The U.N. humanitarian chief is traveling to Syria Wednesday to push for relief workers to be given access to deliver supplies and evacuate the wounded.
Valerie Amos is scheduled to be in Syria until Friday, and her visit will be followed a day later by former U.N. secretary-general Kofi Annan, the new special envoy to Syria.
The visits come as international pressure mounts on Syria's government to end a crackdown on a year-long opposition uprising.
The United States said Tuesday it is proposing a new U.N. Security Council resolution to end the violence, while Turkey's leader called for immediate aid access.
“Humanitarian aid corridors to Syria must be opened right away and we must heap pressure on the Syrian administration to deliver humanitarian aid to the Syrian people, especially to Homs. The Arab League decision on Syria must be implemented without wasting any more time.'”

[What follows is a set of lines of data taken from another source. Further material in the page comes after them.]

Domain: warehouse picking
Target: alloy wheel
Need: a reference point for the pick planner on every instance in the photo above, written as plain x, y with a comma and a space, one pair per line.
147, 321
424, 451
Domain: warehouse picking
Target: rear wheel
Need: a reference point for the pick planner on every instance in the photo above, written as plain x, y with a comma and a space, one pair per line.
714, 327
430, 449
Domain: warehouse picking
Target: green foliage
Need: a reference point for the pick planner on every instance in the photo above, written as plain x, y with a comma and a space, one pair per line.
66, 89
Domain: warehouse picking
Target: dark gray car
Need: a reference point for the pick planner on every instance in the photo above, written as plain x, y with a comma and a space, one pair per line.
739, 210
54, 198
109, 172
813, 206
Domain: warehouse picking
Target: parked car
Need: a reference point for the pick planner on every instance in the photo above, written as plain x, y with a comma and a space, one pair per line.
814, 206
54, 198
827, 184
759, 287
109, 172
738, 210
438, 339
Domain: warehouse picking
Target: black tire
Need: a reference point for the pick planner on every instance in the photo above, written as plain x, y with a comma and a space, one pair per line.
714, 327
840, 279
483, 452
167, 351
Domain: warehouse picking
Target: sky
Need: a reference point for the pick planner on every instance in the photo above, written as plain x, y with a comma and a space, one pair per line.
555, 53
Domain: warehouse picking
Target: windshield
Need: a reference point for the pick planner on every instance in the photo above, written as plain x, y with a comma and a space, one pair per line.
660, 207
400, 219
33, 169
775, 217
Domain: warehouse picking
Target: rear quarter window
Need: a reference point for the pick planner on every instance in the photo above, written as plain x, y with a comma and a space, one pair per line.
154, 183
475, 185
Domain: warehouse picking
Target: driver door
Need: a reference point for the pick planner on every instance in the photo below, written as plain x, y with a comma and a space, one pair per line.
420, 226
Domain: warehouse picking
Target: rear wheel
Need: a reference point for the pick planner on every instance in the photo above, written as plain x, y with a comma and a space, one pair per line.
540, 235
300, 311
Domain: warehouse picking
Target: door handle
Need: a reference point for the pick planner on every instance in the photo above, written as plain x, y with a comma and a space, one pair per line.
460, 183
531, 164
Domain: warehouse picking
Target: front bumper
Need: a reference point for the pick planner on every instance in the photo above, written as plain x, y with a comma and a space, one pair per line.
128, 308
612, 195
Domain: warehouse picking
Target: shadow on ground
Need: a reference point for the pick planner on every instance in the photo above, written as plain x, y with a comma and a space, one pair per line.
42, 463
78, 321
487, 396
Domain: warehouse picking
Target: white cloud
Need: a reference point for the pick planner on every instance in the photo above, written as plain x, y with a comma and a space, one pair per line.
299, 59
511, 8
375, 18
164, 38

Prime Minister Recep Tayyip Erdogan also said the violence had “started to resemble an inhumane savagery in recent days” and that Syrian President Bashar al-Assad will be “brought to account” for the crackdown.
The new U.S. draft “demands” Syria cease all violence and protect its population while condemning the “continued, widespread and systematic” human rights violations committed by the authorities. It also calls on the armed opposition to “refrain from all violence” once those conditions are met.
Russia and China, powerful allies that blocked a similar U.N. resolution against Syria last month, made clear they are still standing by President Assad's government.
In Washington, President Barack Obama said unilateral U.S. military action against Mr. Assad's government would be a mistake.
On the ground in Syria Tuesday, government troops shelled a village in southern Daraa province and clashed with army defectors. In Homs, activists said security forces carried out raids in an area next to the former opposition stronghold of Baba Amr and reported gunfire and explosions nearby.
The Red Cross said it is still awaiting approval to distribute aid to the devastated district which endured a nearly month-long siege. Residents who fled Baba Amr spoke of bodies decomposing under rubble, sewage mixing with litter in the streets and a campaign of arrests and executions.
Secretly shot video footage aired on Monday by a British television station showed what it said were Syrian patients tortured by medical staff at a state-run hospital in Homs. The video, which Channel 4 said it could not independently verify, showed wounded, blindfolded men chained to beds, some of them with clear torture marks on their bodies.
Also Tuesday, activists said the military blasted a bridge and a tunnel near the Lebanese border used as escape routes for the wounded and refugees fleeing Homs province.
The U.N. refugee agency said at least 9,000 Syrians have fled into Lebanon since Mr. Assad began his bloody crackdown on anti-government protests last year. UNHCR spokeswoman Dana Suleiman told VOA at least 2,000 Syrians crossed the border in recent days to escape violence from the Homs region.
Syria's state-run news agency quoted President Assad Tuesday saying Syrians have proved their determination to pursue reform and fight “foreign-backed terrorism,” which the government blames for the year-long unrest.
The United Nations estimates that violence linked to the uprising has killed at least 7,500 people since it began last March. Syria blames the unrest on “armed terrorist groups” backed by foreign conspirators.